Um, ya this is a problem for many.  I don't get your point.  Are you saying that we shouldn't complain or be upset by the changes because your SIL has a litany of food allergies and can't eat out?



> I wish that my SIL ended up having the options that the rest of you had.  While she is not gluten free or dairy free....she has many other allergies.  Some in this so called top 8 (don't know why that is so important).  And many many others that aren't.  The ones that aren't, are the ones that make it near impossible for her to eat out.



It certainly sounds like your SIL is rather the exception and not the rule when it comes to dining at Disney.  I do feel bad for her, that is a huge list to deal with and I can imagine being frustrated.  But you're coming across like we have nothing to complain about because we don't have her huge list.

The top 8 are very important, as the previous poster already said above.  Most food allergies fall into those 8.  Also, it is legally required to label all of the top 8 allergens.  See why it's important now?

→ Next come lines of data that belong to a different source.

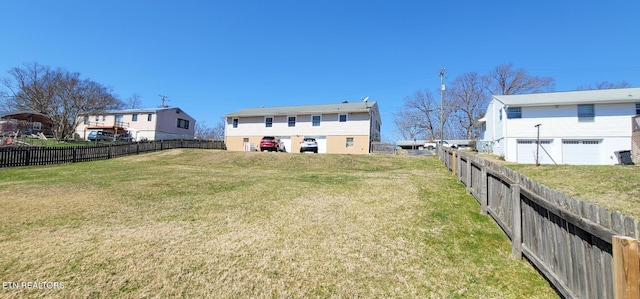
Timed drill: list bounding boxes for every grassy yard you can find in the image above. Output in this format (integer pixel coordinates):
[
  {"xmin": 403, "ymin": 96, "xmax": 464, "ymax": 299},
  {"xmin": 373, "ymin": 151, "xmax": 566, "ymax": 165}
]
[
  {"xmin": 0, "ymin": 149, "xmax": 557, "ymax": 298},
  {"xmin": 483, "ymin": 156, "xmax": 640, "ymax": 220}
]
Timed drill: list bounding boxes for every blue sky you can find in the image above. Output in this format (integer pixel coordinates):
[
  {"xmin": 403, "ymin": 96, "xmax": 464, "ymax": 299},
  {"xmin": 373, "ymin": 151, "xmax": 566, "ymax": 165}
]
[{"xmin": 0, "ymin": 0, "xmax": 640, "ymax": 141}]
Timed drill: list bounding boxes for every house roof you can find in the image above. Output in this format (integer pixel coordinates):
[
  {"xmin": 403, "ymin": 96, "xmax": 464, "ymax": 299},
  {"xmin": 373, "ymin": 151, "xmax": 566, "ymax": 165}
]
[
  {"xmin": 0, "ymin": 110, "xmax": 46, "ymax": 117},
  {"xmin": 492, "ymin": 88, "xmax": 640, "ymax": 106},
  {"xmin": 105, "ymin": 107, "xmax": 184, "ymax": 114},
  {"xmin": 225, "ymin": 101, "xmax": 376, "ymax": 117}
]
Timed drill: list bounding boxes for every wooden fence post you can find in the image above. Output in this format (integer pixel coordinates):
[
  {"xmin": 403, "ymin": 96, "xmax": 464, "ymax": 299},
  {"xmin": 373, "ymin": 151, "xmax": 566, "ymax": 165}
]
[
  {"xmin": 612, "ymin": 236, "xmax": 640, "ymax": 299},
  {"xmin": 480, "ymin": 164, "xmax": 489, "ymax": 215},
  {"xmin": 24, "ymin": 148, "xmax": 31, "ymax": 166},
  {"xmin": 467, "ymin": 156, "xmax": 474, "ymax": 194},
  {"xmin": 510, "ymin": 183, "xmax": 522, "ymax": 259},
  {"xmin": 451, "ymin": 152, "xmax": 456, "ymax": 175}
]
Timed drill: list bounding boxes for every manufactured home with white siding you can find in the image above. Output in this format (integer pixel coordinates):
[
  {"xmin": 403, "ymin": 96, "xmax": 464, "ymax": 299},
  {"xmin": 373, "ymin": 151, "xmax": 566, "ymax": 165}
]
[
  {"xmin": 225, "ymin": 102, "xmax": 382, "ymax": 154},
  {"xmin": 76, "ymin": 107, "xmax": 196, "ymax": 141},
  {"xmin": 480, "ymin": 88, "xmax": 640, "ymax": 165}
]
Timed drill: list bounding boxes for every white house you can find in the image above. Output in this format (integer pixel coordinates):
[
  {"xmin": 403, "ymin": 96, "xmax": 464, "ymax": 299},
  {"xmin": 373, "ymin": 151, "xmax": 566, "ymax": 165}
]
[
  {"xmin": 225, "ymin": 101, "xmax": 382, "ymax": 154},
  {"xmin": 76, "ymin": 107, "xmax": 196, "ymax": 141},
  {"xmin": 480, "ymin": 88, "xmax": 640, "ymax": 165}
]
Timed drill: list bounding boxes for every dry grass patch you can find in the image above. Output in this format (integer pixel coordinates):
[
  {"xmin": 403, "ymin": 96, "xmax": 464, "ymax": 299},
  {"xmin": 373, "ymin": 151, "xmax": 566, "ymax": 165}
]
[{"xmin": 0, "ymin": 150, "xmax": 557, "ymax": 298}]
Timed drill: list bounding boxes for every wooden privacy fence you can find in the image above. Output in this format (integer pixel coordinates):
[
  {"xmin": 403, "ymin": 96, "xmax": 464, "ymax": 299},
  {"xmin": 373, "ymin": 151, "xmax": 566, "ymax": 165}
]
[
  {"xmin": 0, "ymin": 139, "xmax": 226, "ymax": 167},
  {"xmin": 439, "ymin": 148, "xmax": 640, "ymax": 298}
]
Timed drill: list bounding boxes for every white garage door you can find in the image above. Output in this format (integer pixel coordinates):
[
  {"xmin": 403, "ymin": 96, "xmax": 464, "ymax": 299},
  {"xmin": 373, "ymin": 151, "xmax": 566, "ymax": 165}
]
[
  {"xmin": 562, "ymin": 139, "xmax": 602, "ymax": 165},
  {"xmin": 304, "ymin": 136, "xmax": 327, "ymax": 154},
  {"xmin": 279, "ymin": 136, "xmax": 291, "ymax": 153},
  {"xmin": 516, "ymin": 139, "xmax": 553, "ymax": 164}
]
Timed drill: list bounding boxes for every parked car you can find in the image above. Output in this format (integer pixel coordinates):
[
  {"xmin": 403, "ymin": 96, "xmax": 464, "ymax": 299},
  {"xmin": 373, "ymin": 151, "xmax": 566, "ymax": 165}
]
[
  {"xmin": 300, "ymin": 137, "xmax": 318, "ymax": 154},
  {"xmin": 260, "ymin": 136, "xmax": 286, "ymax": 152},
  {"xmin": 87, "ymin": 131, "xmax": 115, "ymax": 141},
  {"xmin": 114, "ymin": 131, "xmax": 133, "ymax": 142}
]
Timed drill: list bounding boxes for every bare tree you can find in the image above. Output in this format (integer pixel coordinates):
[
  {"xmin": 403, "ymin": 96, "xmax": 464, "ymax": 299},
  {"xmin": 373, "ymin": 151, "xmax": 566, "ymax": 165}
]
[
  {"xmin": 448, "ymin": 72, "xmax": 490, "ymax": 139},
  {"xmin": 125, "ymin": 93, "xmax": 142, "ymax": 109},
  {"xmin": 3, "ymin": 63, "xmax": 122, "ymax": 140},
  {"xmin": 483, "ymin": 63, "xmax": 555, "ymax": 95},
  {"xmin": 195, "ymin": 117, "xmax": 225, "ymax": 140},
  {"xmin": 404, "ymin": 89, "xmax": 453, "ymax": 140},
  {"xmin": 393, "ymin": 110, "xmax": 428, "ymax": 140},
  {"xmin": 577, "ymin": 81, "xmax": 631, "ymax": 90}
]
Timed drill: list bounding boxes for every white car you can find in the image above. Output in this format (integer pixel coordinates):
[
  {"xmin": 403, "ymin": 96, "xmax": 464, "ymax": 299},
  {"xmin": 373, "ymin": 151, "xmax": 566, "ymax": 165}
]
[{"xmin": 300, "ymin": 137, "xmax": 318, "ymax": 154}]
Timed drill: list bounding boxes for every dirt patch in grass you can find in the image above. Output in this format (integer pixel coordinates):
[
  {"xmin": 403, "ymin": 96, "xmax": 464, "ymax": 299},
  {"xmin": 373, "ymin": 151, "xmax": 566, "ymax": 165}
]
[{"xmin": 0, "ymin": 149, "xmax": 557, "ymax": 298}]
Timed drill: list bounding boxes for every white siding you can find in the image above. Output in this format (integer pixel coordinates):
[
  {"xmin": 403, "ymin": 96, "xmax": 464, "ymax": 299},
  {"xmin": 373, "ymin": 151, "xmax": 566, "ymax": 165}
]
[
  {"xmin": 500, "ymin": 103, "xmax": 635, "ymax": 164},
  {"xmin": 226, "ymin": 113, "xmax": 370, "ymax": 136}
]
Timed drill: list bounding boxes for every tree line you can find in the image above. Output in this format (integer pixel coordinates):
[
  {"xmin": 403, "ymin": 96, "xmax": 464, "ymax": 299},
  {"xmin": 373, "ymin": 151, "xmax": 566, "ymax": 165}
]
[
  {"xmin": 0, "ymin": 63, "xmax": 224, "ymax": 141},
  {"xmin": 394, "ymin": 63, "xmax": 630, "ymax": 140}
]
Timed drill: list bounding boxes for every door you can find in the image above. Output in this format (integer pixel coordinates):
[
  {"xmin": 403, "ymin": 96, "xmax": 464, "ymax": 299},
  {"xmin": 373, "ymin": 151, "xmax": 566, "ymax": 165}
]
[
  {"xmin": 516, "ymin": 139, "xmax": 553, "ymax": 164},
  {"xmin": 279, "ymin": 136, "xmax": 291, "ymax": 153},
  {"xmin": 304, "ymin": 136, "xmax": 327, "ymax": 154},
  {"xmin": 562, "ymin": 139, "xmax": 602, "ymax": 165}
]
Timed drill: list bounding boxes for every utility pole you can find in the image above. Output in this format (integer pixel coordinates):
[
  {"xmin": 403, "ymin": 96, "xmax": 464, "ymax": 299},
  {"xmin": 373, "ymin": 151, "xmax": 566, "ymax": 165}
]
[
  {"xmin": 535, "ymin": 124, "xmax": 541, "ymax": 166},
  {"xmin": 159, "ymin": 94, "xmax": 169, "ymax": 108},
  {"xmin": 440, "ymin": 68, "xmax": 444, "ymax": 151}
]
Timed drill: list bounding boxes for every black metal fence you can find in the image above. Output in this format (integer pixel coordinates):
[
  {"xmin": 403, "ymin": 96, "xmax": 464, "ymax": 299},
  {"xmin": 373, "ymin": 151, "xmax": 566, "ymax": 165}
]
[{"xmin": 0, "ymin": 139, "xmax": 226, "ymax": 168}]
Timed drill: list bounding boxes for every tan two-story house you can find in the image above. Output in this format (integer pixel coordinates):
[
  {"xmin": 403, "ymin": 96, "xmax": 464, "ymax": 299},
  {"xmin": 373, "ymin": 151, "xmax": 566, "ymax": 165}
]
[
  {"xmin": 76, "ymin": 107, "xmax": 196, "ymax": 141},
  {"xmin": 225, "ymin": 102, "xmax": 382, "ymax": 154}
]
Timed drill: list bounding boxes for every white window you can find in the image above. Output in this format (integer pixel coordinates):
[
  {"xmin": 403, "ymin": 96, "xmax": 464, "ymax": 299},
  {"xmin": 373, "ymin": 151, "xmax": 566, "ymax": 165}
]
[
  {"xmin": 578, "ymin": 104, "xmax": 596, "ymax": 122},
  {"xmin": 346, "ymin": 137, "xmax": 353, "ymax": 148},
  {"xmin": 177, "ymin": 118, "xmax": 189, "ymax": 129},
  {"xmin": 507, "ymin": 107, "xmax": 522, "ymax": 119}
]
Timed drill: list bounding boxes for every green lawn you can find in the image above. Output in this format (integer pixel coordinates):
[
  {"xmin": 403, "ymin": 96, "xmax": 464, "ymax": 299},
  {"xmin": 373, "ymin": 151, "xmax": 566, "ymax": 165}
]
[{"xmin": 0, "ymin": 149, "xmax": 557, "ymax": 298}]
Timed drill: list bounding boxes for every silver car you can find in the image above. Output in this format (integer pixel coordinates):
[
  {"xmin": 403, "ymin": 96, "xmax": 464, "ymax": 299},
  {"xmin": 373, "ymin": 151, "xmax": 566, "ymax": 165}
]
[{"xmin": 300, "ymin": 137, "xmax": 318, "ymax": 154}]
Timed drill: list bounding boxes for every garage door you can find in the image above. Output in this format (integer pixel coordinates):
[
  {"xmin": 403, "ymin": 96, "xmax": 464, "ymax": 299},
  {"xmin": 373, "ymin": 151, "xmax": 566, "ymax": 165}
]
[
  {"xmin": 562, "ymin": 139, "xmax": 602, "ymax": 165},
  {"xmin": 279, "ymin": 136, "xmax": 291, "ymax": 153},
  {"xmin": 516, "ymin": 139, "xmax": 553, "ymax": 164}
]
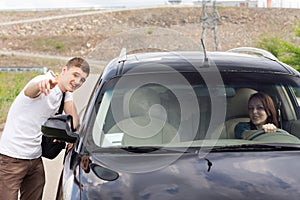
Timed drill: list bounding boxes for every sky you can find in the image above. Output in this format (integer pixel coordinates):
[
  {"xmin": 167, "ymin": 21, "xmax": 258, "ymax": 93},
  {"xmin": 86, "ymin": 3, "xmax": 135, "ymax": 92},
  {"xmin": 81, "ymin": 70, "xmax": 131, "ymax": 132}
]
[{"xmin": 0, "ymin": 0, "xmax": 300, "ymax": 10}]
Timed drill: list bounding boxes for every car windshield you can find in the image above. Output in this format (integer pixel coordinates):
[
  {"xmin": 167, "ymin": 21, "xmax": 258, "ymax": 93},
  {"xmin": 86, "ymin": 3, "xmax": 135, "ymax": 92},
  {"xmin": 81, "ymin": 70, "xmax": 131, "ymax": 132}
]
[{"xmin": 87, "ymin": 72, "xmax": 300, "ymax": 152}]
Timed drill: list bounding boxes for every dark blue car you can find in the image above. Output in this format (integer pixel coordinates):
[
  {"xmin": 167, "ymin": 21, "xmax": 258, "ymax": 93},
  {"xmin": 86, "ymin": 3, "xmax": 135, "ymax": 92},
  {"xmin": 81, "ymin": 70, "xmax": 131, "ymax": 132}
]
[{"xmin": 42, "ymin": 48, "xmax": 300, "ymax": 200}]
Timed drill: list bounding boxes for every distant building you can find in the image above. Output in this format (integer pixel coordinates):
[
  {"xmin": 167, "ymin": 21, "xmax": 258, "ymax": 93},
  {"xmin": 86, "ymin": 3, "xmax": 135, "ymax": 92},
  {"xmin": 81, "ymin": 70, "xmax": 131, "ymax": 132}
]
[
  {"xmin": 193, "ymin": 0, "xmax": 300, "ymax": 8},
  {"xmin": 258, "ymin": 0, "xmax": 300, "ymax": 8}
]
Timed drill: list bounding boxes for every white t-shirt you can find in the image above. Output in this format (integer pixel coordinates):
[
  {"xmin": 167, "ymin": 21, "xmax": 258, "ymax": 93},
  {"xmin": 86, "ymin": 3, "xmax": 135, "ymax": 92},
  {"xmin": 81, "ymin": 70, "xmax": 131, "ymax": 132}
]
[{"xmin": 0, "ymin": 73, "xmax": 73, "ymax": 159}]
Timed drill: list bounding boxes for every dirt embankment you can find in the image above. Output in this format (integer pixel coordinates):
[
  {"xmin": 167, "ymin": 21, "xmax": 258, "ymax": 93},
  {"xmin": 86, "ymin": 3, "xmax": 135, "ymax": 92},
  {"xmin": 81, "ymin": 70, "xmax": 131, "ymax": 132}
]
[{"xmin": 0, "ymin": 7, "xmax": 300, "ymax": 68}]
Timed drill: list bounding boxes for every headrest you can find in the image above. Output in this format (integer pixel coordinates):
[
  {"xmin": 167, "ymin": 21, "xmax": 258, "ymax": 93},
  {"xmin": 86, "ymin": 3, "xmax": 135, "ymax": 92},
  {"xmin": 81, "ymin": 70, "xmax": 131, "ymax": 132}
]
[{"xmin": 124, "ymin": 86, "xmax": 161, "ymax": 117}]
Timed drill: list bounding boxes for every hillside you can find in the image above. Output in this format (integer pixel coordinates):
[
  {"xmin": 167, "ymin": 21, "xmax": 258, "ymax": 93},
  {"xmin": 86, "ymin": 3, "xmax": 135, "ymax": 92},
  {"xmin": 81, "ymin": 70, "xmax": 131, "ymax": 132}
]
[{"xmin": 0, "ymin": 7, "xmax": 300, "ymax": 72}]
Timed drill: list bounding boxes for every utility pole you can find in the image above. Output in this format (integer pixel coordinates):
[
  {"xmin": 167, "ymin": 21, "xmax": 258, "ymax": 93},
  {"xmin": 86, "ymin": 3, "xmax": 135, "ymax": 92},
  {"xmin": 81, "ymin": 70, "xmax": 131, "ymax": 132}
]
[{"xmin": 201, "ymin": 0, "xmax": 221, "ymax": 50}]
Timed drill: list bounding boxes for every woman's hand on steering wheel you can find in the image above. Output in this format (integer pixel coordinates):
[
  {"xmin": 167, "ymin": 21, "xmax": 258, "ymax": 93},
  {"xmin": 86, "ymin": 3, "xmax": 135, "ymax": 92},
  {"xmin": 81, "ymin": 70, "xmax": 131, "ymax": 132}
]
[{"xmin": 262, "ymin": 123, "xmax": 277, "ymax": 133}]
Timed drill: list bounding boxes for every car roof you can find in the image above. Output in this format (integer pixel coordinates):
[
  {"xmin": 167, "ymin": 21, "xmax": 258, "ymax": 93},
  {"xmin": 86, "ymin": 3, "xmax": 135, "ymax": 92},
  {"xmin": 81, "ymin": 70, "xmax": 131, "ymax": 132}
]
[{"xmin": 101, "ymin": 51, "xmax": 300, "ymax": 76}]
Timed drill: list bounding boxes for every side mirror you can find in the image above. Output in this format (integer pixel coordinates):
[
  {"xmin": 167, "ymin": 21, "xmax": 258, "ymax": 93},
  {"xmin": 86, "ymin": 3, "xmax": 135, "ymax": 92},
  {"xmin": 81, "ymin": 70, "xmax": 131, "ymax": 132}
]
[{"xmin": 41, "ymin": 115, "xmax": 79, "ymax": 143}]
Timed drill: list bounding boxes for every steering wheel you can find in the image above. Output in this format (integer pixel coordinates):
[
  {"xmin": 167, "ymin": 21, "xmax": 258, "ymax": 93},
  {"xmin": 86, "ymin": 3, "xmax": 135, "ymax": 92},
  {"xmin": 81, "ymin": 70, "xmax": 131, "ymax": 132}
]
[{"xmin": 246, "ymin": 128, "xmax": 298, "ymax": 140}]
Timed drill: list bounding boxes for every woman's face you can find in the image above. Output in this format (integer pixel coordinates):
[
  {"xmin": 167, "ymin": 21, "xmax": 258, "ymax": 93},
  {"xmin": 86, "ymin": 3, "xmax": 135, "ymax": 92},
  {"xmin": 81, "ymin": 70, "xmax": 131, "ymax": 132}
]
[
  {"xmin": 248, "ymin": 98, "xmax": 268, "ymax": 127},
  {"xmin": 61, "ymin": 66, "xmax": 87, "ymax": 92}
]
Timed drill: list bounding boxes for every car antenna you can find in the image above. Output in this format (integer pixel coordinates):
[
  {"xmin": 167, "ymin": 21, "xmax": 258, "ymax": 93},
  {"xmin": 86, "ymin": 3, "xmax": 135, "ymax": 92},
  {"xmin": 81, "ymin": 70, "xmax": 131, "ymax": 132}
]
[{"xmin": 201, "ymin": 38, "xmax": 209, "ymax": 67}]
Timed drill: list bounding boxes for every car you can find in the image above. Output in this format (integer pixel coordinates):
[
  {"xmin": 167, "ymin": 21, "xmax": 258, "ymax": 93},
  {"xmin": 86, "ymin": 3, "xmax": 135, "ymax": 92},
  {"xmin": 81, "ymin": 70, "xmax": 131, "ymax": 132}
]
[{"xmin": 41, "ymin": 47, "xmax": 300, "ymax": 200}]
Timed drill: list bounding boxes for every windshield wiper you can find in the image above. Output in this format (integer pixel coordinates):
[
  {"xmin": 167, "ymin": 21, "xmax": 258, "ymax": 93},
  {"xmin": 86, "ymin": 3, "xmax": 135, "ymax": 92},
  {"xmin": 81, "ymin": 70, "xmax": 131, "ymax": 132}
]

> Im not sure how we are going to make out on our trip.  But it certainly won't stop us from going.  We will make the best of it.  It's her first time going to Disney.  And she is beyond excited.  A little nervous of the food.  Actually, a lot nervous.  BUT, we're going to see what they can do for her.  She doesn't have high expectations.  Because of how we live at home.  If Disney can come through for her, than fantastic.  If not, it will be no different than everyday life.  We will be ready though to go out and get food.  It will NOT spoil a vacation, and we wouldn't think of cancelling it.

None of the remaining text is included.